China to Sell Corn Reserves Soon, Analyst Says
SHANGHAI AND BEIJING, China (Agriculture.com) - The Chinese grain stocks, purchase intentions, and production estimates are always an issue of concern and subject of curiosity for the followers of the markets.
However, when one goes to China it is relatively easy to find the reasons and the data that some folks may be eager to know in the U.S., South America, and around the world.
Perhaps because of China's censorship and cultural differences compared with Western democracies, when the country does make public its numbers and does not explain the reasons for its decisions, the guessing game begins.
In general, a lot of people do not feel very comfortable in China talking about food, and some asked not to be identified. Feeding 1.3 billion persons is one of the major concerns of its central government and keeping food security is a top priority. But in communism or other closed regimes, it will depend on the persons you talk to.
Shanghai J.C. Intelligence, a food consultancy that serves several 60 international companies and 1,500 firms in China, unveiled that the current corn stocks in the country are at 150 million tons, and there are ending stocks of 171 million metric tons. Adding to that, the consultancy projects that the output of the cereal wil be 216 metric tons with stunning average yields of 92.06 bushels per acre.
"Our crop is relatively well with productivity, and it is better than last year's crop. The El Niño phenomena brought good rains, and we just had a few losses in our Northwestern belt," said Chery Zhang, a director of the Corn Energy Feed Department at Shanghai J.C Intelligence, to Agriculture.com.
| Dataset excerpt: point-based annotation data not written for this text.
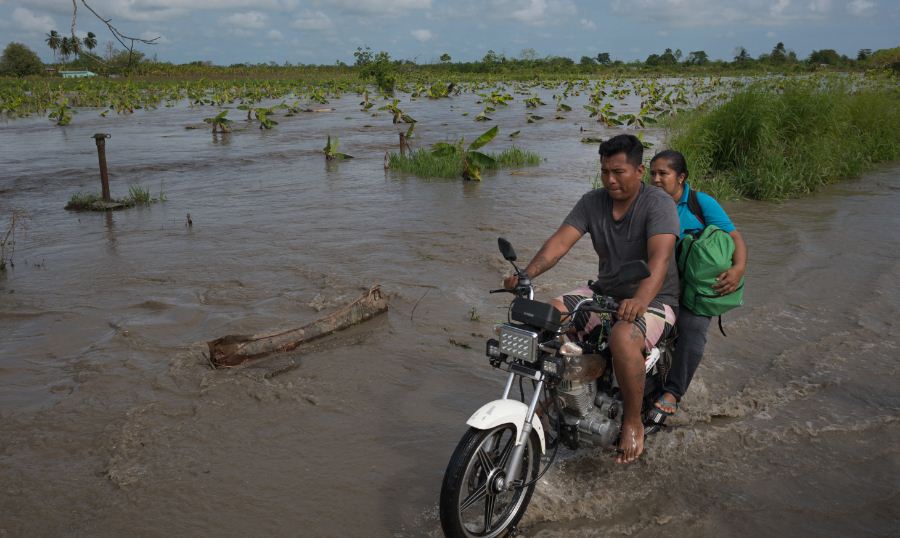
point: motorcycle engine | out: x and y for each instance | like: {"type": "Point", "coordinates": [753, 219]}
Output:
{"type": "Point", "coordinates": [589, 419]}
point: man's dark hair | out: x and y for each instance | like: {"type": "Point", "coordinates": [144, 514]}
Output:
{"type": "Point", "coordinates": [676, 161]}
{"type": "Point", "coordinates": [627, 144]}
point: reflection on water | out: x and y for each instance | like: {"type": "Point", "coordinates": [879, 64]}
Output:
{"type": "Point", "coordinates": [111, 423]}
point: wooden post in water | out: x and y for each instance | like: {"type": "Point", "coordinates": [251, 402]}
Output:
{"type": "Point", "coordinates": [100, 138]}
{"type": "Point", "coordinates": [404, 145]}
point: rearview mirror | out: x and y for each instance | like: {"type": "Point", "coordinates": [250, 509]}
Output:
{"type": "Point", "coordinates": [633, 271]}
{"type": "Point", "coordinates": [506, 249]}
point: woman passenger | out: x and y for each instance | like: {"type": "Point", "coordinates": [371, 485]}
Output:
{"type": "Point", "coordinates": [668, 170]}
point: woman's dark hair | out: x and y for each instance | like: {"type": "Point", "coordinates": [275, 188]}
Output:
{"type": "Point", "coordinates": [630, 145]}
{"type": "Point", "coordinates": [676, 161]}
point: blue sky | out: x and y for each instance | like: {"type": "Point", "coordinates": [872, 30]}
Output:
{"type": "Point", "coordinates": [323, 31]}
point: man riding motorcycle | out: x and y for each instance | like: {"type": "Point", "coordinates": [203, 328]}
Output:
{"type": "Point", "coordinates": [627, 220]}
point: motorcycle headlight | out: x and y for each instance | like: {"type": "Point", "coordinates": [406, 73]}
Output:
{"type": "Point", "coordinates": [518, 343]}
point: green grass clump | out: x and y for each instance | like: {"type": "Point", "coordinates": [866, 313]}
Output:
{"type": "Point", "coordinates": [514, 157]}
{"type": "Point", "coordinates": [424, 163]}
{"type": "Point", "coordinates": [137, 195]}
{"type": "Point", "coordinates": [775, 142]}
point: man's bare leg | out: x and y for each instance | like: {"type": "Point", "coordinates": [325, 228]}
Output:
{"type": "Point", "coordinates": [626, 342]}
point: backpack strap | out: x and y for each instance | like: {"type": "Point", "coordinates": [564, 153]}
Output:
{"type": "Point", "coordinates": [694, 206]}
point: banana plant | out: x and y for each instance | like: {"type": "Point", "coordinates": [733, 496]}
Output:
{"type": "Point", "coordinates": [560, 106]}
{"type": "Point", "coordinates": [219, 122]}
{"type": "Point", "coordinates": [398, 115]}
{"type": "Point", "coordinates": [640, 120]}
{"type": "Point", "coordinates": [472, 159]}
{"type": "Point", "coordinates": [365, 103]}
{"type": "Point", "coordinates": [605, 114]}
{"type": "Point", "coordinates": [534, 101]}
{"type": "Point", "coordinates": [265, 122]}
{"type": "Point", "coordinates": [331, 150]}
{"type": "Point", "coordinates": [62, 113]}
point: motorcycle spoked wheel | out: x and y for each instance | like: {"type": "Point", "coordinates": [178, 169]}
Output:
{"type": "Point", "coordinates": [469, 506]}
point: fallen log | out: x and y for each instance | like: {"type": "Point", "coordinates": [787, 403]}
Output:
{"type": "Point", "coordinates": [235, 349]}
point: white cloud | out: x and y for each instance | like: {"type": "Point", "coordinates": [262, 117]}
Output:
{"type": "Point", "coordinates": [30, 23]}
{"type": "Point", "coordinates": [693, 13]}
{"type": "Point", "coordinates": [820, 6]}
{"type": "Point", "coordinates": [251, 20]}
{"type": "Point", "coordinates": [150, 34]}
{"type": "Point", "coordinates": [422, 35]}
{"type": "Point", "coordinates": [313, 20]}
{"type": "Point", "coordinates": [861, 8]}
{"type": "Point", "coordinates": [535, 12]}
{"type": "Point", "coordinates": [378, 7]}
{"type": "Point", "coordinates": [777, 9]}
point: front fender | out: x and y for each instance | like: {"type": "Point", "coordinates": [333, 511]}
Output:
{"type": "Point", "coordinates": [499, 412]}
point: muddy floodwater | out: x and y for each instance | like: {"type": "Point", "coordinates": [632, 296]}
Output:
{"type": "Point", "coordinates": [112, 424]}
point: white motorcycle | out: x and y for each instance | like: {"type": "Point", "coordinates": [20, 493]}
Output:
{"type": "Point", "coordinates": [574, 400]}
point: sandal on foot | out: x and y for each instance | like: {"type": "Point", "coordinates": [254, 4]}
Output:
{"type": "Point", "coordinates": [656, 415]}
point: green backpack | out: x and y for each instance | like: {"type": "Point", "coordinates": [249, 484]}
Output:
{"type": "Point", "coordinates": [702, 255]}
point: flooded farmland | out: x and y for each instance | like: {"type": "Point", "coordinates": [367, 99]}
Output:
{"type": "Point", "coordinates": [112, 423]}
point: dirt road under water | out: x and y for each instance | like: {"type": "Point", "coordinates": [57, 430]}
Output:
{"type": "Point", "coordinates": [112, 424]}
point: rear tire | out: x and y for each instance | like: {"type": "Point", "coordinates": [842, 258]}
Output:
{"type": "Point", "coordinates": [469, 506]}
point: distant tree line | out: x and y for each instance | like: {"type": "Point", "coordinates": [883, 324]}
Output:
{"type": "Point", "coordinates": [380, 69]}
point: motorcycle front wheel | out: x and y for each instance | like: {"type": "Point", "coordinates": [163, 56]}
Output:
{"type": "Point", "coordinates": [472, 504]}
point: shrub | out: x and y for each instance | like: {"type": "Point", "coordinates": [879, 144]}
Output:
{"type": "Point", "coordinates": [785, 140]}
{"type": "Point", "coordinates": [19, 61]}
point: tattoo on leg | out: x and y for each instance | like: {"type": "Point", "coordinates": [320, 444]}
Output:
{"type": "Point", "coordinates": [636, 334]}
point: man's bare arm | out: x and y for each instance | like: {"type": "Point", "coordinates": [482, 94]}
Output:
{"type": "Point", "coordinates": [553, 250]}
{"type": "Point", "coordinates": [660, 248]}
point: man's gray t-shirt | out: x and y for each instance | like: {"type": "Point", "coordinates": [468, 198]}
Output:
{"type": "Point", "coordinates": [653, 212]}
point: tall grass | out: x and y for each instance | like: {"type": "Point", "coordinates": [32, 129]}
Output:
{"type": "Point", "coordinates": [137, 195]}
{"type": "Point", "coordinates": [788, 140]}
{"type": "Point", "coordinates": [424, 163]}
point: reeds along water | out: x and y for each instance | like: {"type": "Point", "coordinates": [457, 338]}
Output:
{"type": "Point", "coordinates": [778, 141]}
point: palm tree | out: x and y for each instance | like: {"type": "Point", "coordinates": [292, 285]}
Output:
{"type": "Point", "coordinates": [65, 48]}
{"type": "Point", "coordinates": [90, 41]}
{"type": "Point", "coordinates": [53, 41]}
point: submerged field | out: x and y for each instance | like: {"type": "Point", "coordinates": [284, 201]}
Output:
{"type": "Point", "coordinates": [112, 423]}
{"type": "Point", "coordinates": [763, 138]}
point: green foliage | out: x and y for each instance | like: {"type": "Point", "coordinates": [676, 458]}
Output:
{"type": "Point", "coordinates": [885, 59]}
{"type": "Point", "coordinates": [219, 122]}
{"type": "Point", "coordinates": [448, 160]}
{"type": "Point", "coordinates": [775, 141]}
{"type": "Point", "coordinates": [19, 61]}
{"type": "Point", "coordinates": [376, 67]}
{"type": "Point", "coordinates": [827, 57]}
{"type": "Point", "coordinates": [137, 195]}
{"type": "Point", "coordinates": [265, 122]}
{"type": "Point", "coordinates": [61, 112]}
{"type": "Point", "coordinates": [17, 221]}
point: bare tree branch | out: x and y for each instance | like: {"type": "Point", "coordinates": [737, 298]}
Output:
{"type": "Point", "coordinates": [120, 37]}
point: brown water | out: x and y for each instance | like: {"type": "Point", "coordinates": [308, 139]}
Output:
{"type": "Point", "coordinates": [111, 423]}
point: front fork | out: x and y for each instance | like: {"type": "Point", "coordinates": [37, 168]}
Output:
{"type": "Point", "coordinates": [518, 453]}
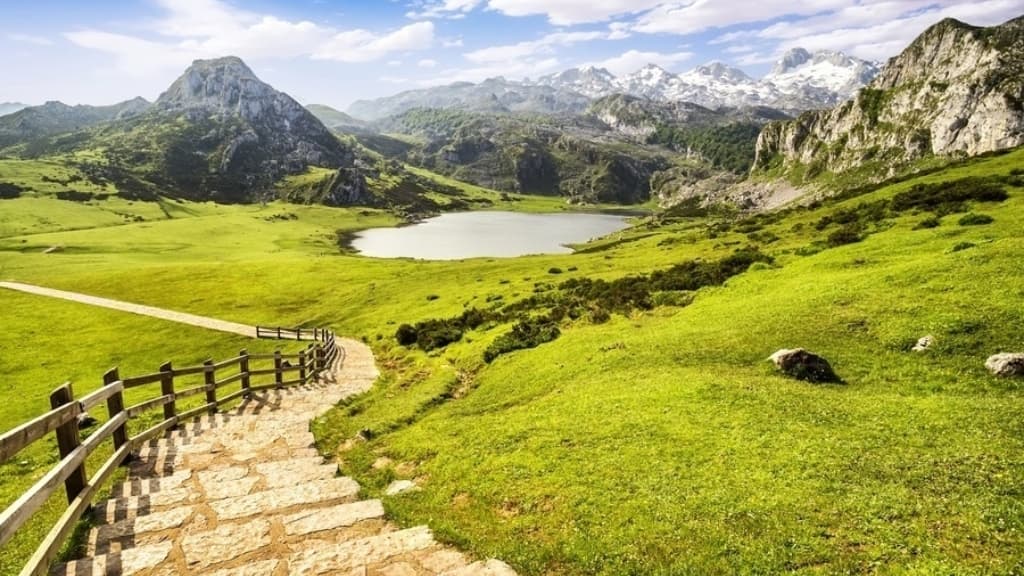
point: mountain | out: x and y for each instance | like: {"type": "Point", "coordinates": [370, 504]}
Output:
{"type": "Point", "coordinates": [11, 108]}
{"type": "Point", "coordinates": [800, 81]}
{"type": "Point", "coordinates": [55, 118]}
{"type": "Point", "coordinates": [334, 118]}
{"type": "Point", "coordinates": [495, 94]}
{"type": "Point", "coordinates": [590, 81]}
{"type": "Point", "coordinates": [956, 90]}
{"type": "Point", "coordinates": [825, 70]}
{"type": "Point", "coordinates": [218, 132]}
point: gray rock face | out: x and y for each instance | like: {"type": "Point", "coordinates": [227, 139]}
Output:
{"type": "Point", "coordinates": [803, 365]}
{"type": "Point", "coordinates": [259, 132]}
{"type": "Point", "coordinates": [957, 90]}
{"type": "Point", "coordinates": [1006, 364]}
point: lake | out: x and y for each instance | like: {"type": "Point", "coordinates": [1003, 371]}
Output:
{"type": "Point", "coordinates": [470, 235]}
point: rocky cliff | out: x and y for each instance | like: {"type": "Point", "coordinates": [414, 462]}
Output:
{"type": "Point", "coordinates": [957, 90]}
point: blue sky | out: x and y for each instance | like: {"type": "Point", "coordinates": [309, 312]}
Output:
{"type": "Point", "coordinates": [336, 51]}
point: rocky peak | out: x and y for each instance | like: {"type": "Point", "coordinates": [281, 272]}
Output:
{"type": "Point", "coordinates": [956, 90]}
{"type": "Point", "coordinates": [223, 85]}
{"type": "Point", "coordinates": [793, 58]}
{"type": "Point", "coordinates": [722, 72]}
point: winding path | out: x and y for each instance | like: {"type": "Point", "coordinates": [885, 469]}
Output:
{"type": "Point", "coordinates": [246, 493]}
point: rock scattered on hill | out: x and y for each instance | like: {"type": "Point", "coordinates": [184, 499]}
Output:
{"type": "Point", "coordinates": [924, 343]}
{"type": "Point", "coordinates": [804, 365]}
{"type": "Point", "coordinates": [1006, 364]}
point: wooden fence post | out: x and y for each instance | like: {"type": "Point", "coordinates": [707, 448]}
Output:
{"type": "Point", "coordinates": [167, 388]}
{"type": "Point", "coordinates": [279, 376]}
{"type": "Point", "coordinates": [244, 369]}
{"type": "Point", "coordinates": [211, 384]}
{"type": "Point", "coordinates": [115, 406]}
{"type": "Point", "coordinates": [68, 440]}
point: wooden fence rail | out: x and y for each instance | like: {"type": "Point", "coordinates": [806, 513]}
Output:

The average yields came up from 86.12 bushels per acre in 2011, and experts say that corn production may continue to increase, while the soybean production in the country tends to go down from the current 11 million tons – already lower from the 12 million tons registered in 2014. One of the reasons is that the country cannot increase its oilseed productivity, which is three times lower than that of corn.
Corn has a market fully controlled by the governments administrating directly the trading companies and subsidizing local farmers, while soybeans have a free market without any quotas. On corn, the government targets different importing quotas every year. In 2011, it was 7.2 million metric tons. In 2014, it was 7 million tons. After the quota, tariffs go up. Yet, it is always unknown when the government is going to sell part of its reserves.
"Nobody knows when, but the government will sell 50 million tons by anytime soon. Indeed, policy changing is what hurts the most Chinese, not infrastructure or scale," analyzes Cherry Zhang.
But Loren Puette, a Taipei-based analyst of ChinaAg and former employee of Fintract Inc., a USAID contractor, reveals what many observers have suspected recently. Blockades of corn and sorghum cargo in China, either because of inspections or GMO, are done to protect local farmers primarily.
"Nobody will be able to prove that is 100% the reason, but the imports are blocked for an economic reason, usually when local supply is high. They would be violating WTO laws if this is proven," affirmed Puette, when asked by e-mail.
Most analysts also agree that GMO corn is a worry and will continue to be blocked. Another very interesting development throughout last years and months was the growing demand in China for sorghum as a replacement for corn. Also, with a local increase of production, the government may ban sorghum in the future and ramp up inspections and examinations.
"The demand for feedmeal will grow slower in the short-term and stabilize in the mid-term, impacting sorghum. Sorghum is the current alternative to corn quotas, but this can change. I forecast also stability for soybeans," predicts analyst Cherry Zhang.
Other trends of interest to U.S. farmers are the ones related to wheat. Australia, Canada, and the U.S. are currently the top three suppliers of the winter cereal to China, but the Chinese government may shift it to another market. "China is changing the supply chain network. They are seeking wheat from Central Asia suppliers to have alternatives," Puette told Agriculture.com.
As this story developed, the stock market started to crash in China. The Financial Securities Corporation lent US$ 42 billion for the purchase of blue chip stocks for the 21 biggest brokers in the country in order to revert some losses of the Shanghai Stock Exchange. Accounting from June, losses on equities overcame US$ 4 trillion. Yesterday, the Shanghai Index Composite crashed again with a fall of 8.5%.
For British investment broker Adrian Bliss of the St. James's Place Wealth in Shanghai, the crash is a result of exaggerated incentives of the government for common citizens, without knowledge of the markets, to invest their savings.
"The State TV pushed people to invest their money saying that the country invested a lot in infrastructure. It was very easy to these investments. Taxi drivers did it through cell phone apps. But nobody wanted to see the bubble," explained Bliss to Agriculture.com, who also criticized aggressive brokers who "harassed" potential investors seeking a better commission.
But executives interviewed by Agriculture.com, mostly Brazilians, said that they will stand firm on their expansion plans in China, especially from the manufacturing sector, saying the crash was too small compared to the total economic output in the country.
The International Monetary Fund later maintained a significant forecast for the Chinese GDP with 6.8% for 2015, 6.3% in 2016, and 6% in 2017. Yet, the Chinese government announced a growth of 7% in the second quarter of this year, surprising many analysts.